More recently the Hawick Railway has been carried through the vale of Melrose, and in its progress has added further evidence of the presence of the Roman colonists on the site, while the ordinary course of agricultural operations has exposed numerous foundations of buildings, Roman medals and coins, and a regular causewayed road, undoubtedly the ancient Watling Street. This road was laid bare only a year or two before, in the progress of draining a field called the "Well Meadow," immediately to the west of the Red Abbey Stead. It was about twenty feet broad, and was entirely excavated by the tenant, in order to employ its materials for constructing a neighbouring fence.

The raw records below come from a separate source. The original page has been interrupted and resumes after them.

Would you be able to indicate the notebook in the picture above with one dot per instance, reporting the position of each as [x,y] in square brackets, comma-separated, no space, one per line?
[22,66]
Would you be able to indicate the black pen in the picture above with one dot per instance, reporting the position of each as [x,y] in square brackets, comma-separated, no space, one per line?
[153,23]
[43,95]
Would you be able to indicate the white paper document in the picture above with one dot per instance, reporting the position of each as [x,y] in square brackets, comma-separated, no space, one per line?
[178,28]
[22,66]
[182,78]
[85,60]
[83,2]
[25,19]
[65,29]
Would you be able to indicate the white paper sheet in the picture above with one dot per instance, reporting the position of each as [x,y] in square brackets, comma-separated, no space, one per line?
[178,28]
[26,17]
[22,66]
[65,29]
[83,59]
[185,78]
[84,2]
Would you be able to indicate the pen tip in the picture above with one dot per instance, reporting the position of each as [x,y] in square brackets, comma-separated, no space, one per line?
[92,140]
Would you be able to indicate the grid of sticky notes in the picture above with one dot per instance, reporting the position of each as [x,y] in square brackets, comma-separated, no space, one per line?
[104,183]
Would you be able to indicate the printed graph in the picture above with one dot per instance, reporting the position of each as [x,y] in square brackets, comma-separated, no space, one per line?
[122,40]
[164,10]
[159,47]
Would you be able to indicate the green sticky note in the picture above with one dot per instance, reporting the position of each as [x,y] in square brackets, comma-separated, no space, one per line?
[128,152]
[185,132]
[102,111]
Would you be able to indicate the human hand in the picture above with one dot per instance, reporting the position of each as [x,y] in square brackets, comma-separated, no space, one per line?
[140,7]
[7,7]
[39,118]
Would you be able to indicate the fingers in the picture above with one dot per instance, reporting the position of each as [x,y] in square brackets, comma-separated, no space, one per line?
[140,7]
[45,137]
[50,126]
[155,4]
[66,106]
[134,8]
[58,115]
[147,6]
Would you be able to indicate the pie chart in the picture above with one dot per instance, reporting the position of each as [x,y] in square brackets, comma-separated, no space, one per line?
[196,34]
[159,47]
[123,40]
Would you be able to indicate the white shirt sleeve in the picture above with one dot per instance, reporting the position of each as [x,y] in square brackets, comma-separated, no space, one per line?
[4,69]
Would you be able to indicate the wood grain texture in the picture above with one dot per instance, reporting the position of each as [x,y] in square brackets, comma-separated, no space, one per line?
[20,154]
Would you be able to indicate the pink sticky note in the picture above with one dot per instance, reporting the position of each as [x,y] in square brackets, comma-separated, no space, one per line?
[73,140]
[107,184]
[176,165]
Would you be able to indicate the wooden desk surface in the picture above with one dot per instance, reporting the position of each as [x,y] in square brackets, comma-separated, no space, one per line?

In the course of removing it the foundations of various houses were exposed, and a sculptured stone was discovered, considerably mutilated, but still bearing on it, in high relief, the wild boar, the well-known device of the Twentieth Legion. As this corresponds with the inscription on the altar previously discovered, there can be little question that the roadway and other military works of this important station, were executed by the same legion. Another sculptured portion of an inscribed tablet, found in the same field, evidently of Roman workmanship, retains only the fragmentary letters CVI. Among the numerous foundations of ancient buildings much Roman pottery has been dug up, including the fine red Samian ware, the black, and the coarser yellowish or grey fragments of mortaria and other common domestic utensils. It is not improbable, indeed, that the name of Red Abbey Stead has been conferred on the site of the Roman colonia, owing to the colour of the soil and the characteristics of the remains of ancient building so frequently exposed, arising from the presence of numerous fragments of Roman brick and pottery. By the same means the course of the Antonine Wall may frequently be traced in the new ploughed fields on its site, where all other indications have disappeared. There is no evidence of any abbey having ever existed on the site; but surrounded as the district is with Newstead and New and Old Melrose, the seats of ancient ecclesiastical establishments, the discovery of the brick foundations of extensive buildings would very naturally suggest the local name of the Red Abbey. It was in the immediate neighbourhood of this Roman site that one of those curious subterranean structures was discovered, which has been referred to in an earlier chapter.[420]